Prognosis

The prognosis for those with hemochromatosis is dependent on the amount and duration of iron overload experienced by the patient.[58] Not all patients with hemochromatosis-associated mutations develop progressive iron loading, even without treatment.[48] A screening survey of around 65,000 people showed that the absolute risk of liver damage is about 5% in C282Y homozygous men and less than 1% in women.[59][60]​​​​ As such, prognostic information derived from patients presenting with symptoms or signs of iron overload is probably not relevant to all people with these mutations.

The prognosis of those who do develop iron overload is affected by the stage at which they are diagnosed and whether adequate treatment is received. With advances in diagnosis and management of hemochromatosis, prognosis has improved in recent decades. However, if left untreated, it can cause progressive liver damage and lead to cirrhosis, hepatocellular carcinoma, and other complications associated with iron overload. One meta-analysis in C282Y homozygous patients with clinical hemochromatosis found they have an increased risk of liver disease (odds ratio 3.9) and hepatocellular carcinoma (odd ratio 11) compared to controls.[59][61]​​ Homozygosity for C282Y has also been associated with increased risks of arthritis, colorectal cancer, pneumonia, diabetes mellitus, and breast cancer.[9][62][63]​ Men are affected more than women, with complications associated with C282Y homozygosity seen in up to 40% of men and 13% of women.[9]

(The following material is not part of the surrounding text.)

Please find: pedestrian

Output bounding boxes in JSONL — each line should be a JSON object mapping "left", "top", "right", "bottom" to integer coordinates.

A key factor affecting prognosis is the presence of cirrhosis at diagnosis.[4][7]​ In one study, life expectancy of patients with hemochromatosis without cirrhosis was the same as the general population, however, life expectancy in those with cirrhosis was reduced.[64]​ One 2015 study of 1085 C282Y homozygotes treated according to recommendations, showed that the overall standardized mortality ratio was the same as in the general population. However, mortality from liver disease (including hepatocellular carcinoma) was increased in those patients who had serum ferritin of >2000 micrograms/L (standardized mortality ratio of 24).[65]